Abstract

Introduction
In Europe during the Middle Ages, the Church’s control permeated the whole of society including medical and surgical training. Doctors at the time were predominantly members of the clergy. An edict from Pope Innocent III in 1215 forbade members of the clergy from performing surgical procedures. 1 Hence, while physicians pursued a university education surgery became primarily the domain of craftsmen, local wise men and barbers. The predecessor of the Royal College of Surgeons was the Guild of Barbers and Surgeons of London. This collaboration was formed by an Act of Parliament ratified by King Henry VIII in 1540. It sought to unite this disparate body of practitioners of surgery as well as legitimatising the profession and maintaining standards. In Europe in the 1700s, surgeons began to engage in formal medical training similar to the system seen today. 1 The 21st century has seen a revolution in the provision of healthcare in the Western World. It has witnessed the creation and expansion of the role of surgical care practitioners who, while not being medically qualified, are involved in varying degrees with the provision of surgical services. They are employed in trusts throughout the UK. With this article we explore the role of the surgical care practitioners in orthopaedic surgery.
Origins
Surgical care practitioners perform part or all of surgical procedures either independently or under supervision by the responsible surgeon. The role of the surgical care practitioner evolved organically and was only given the title retrospectively. The nomenclature has never been clearly defined and remains fluid and dynamic. 2 There are now believed to be 300–400 surgical care practitioners practising in the UK though no firm figures have been published. The surgical care practitioners differ from the newly created physician assistant roles, of which from the UK Association of Physician Assistants 2015 Census there are 137 physician assistants and 132 physician assistant students in the UK.
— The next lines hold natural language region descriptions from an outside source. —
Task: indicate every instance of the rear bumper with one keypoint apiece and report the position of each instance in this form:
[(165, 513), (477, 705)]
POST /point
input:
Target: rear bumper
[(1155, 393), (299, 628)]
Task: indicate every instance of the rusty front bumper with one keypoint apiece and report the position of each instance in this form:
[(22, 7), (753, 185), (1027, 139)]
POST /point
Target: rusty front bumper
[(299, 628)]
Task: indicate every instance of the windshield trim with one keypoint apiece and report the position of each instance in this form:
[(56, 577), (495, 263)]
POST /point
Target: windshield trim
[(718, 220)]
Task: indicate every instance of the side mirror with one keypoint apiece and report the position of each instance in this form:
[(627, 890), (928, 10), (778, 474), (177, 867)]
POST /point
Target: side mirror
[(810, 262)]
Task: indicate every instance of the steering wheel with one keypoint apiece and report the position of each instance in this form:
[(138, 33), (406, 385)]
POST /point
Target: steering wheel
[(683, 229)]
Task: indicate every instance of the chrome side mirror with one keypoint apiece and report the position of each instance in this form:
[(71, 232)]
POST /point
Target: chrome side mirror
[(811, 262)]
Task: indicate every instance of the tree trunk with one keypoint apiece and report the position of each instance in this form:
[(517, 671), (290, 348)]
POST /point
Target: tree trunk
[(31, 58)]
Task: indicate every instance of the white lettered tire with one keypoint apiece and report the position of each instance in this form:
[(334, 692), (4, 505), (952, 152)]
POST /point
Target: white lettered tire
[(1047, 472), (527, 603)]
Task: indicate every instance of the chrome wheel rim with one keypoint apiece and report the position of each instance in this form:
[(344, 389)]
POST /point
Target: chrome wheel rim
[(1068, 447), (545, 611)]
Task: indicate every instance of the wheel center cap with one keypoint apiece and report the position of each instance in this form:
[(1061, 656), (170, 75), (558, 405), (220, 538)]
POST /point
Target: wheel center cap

In 1993, Susan Holmes was appointed the first surgical care practitioner in Oxford. 3 Holmes initially underwent a six-month secondment of intensive training and assessment in a leading cardiac centre in Ohio, USA. The history of the surgical care practitioner in the USA predates the UK experience by over 20 years.
In the late 1990s, the Association for Preoperative Practice began to define the role. They drew a distinction between a first assistant and a ‘surgical assistant’. The latter would actually perform surgical procedures under varying degrees of supervision. This distinction was a seminal step in the genesis of the surgical care practitioner. The Royal College of Surgeons further highlighted this distinction in its 1999 paper: ‘Assistants in Surgical Practice’. 4 The support infrastructure championed by Holmes came in the form of the National Association of Assistants in Surgical Practice (NAASP) in 2002. NAASP was tasked in creating a curriculum and establishing standards of practice.
In 2003, a collaborative of the NAASP and the Royal College of Surgeons re-named the first assistant as the advanced scrub nurse practitioner and the surgeon’s assistant as the surgical practitioner. 5 In 2004, the latter was re-named surgical care practitioner. Concerns had been raised following a public survey that the title Surgical Practitioner may mislead patients in to believing the practitioner was medically qualified. 6
The driving force for this revolution has been assigned to the NHS Management 1991 Report ‘the New Deal’, 7 the 1993 Calman Report on Surgical Training and subsequent reforms 8 and the European Working Time Directive in 2004. The New Deal significantly reduced the working hours of doctors. This was further curtailed by the European Working Time Directive. The Calman report sought to reduce the duration of training by improving the quality. These changes negatively impacted upon the availability of medically qualified personnel to assist in theatre.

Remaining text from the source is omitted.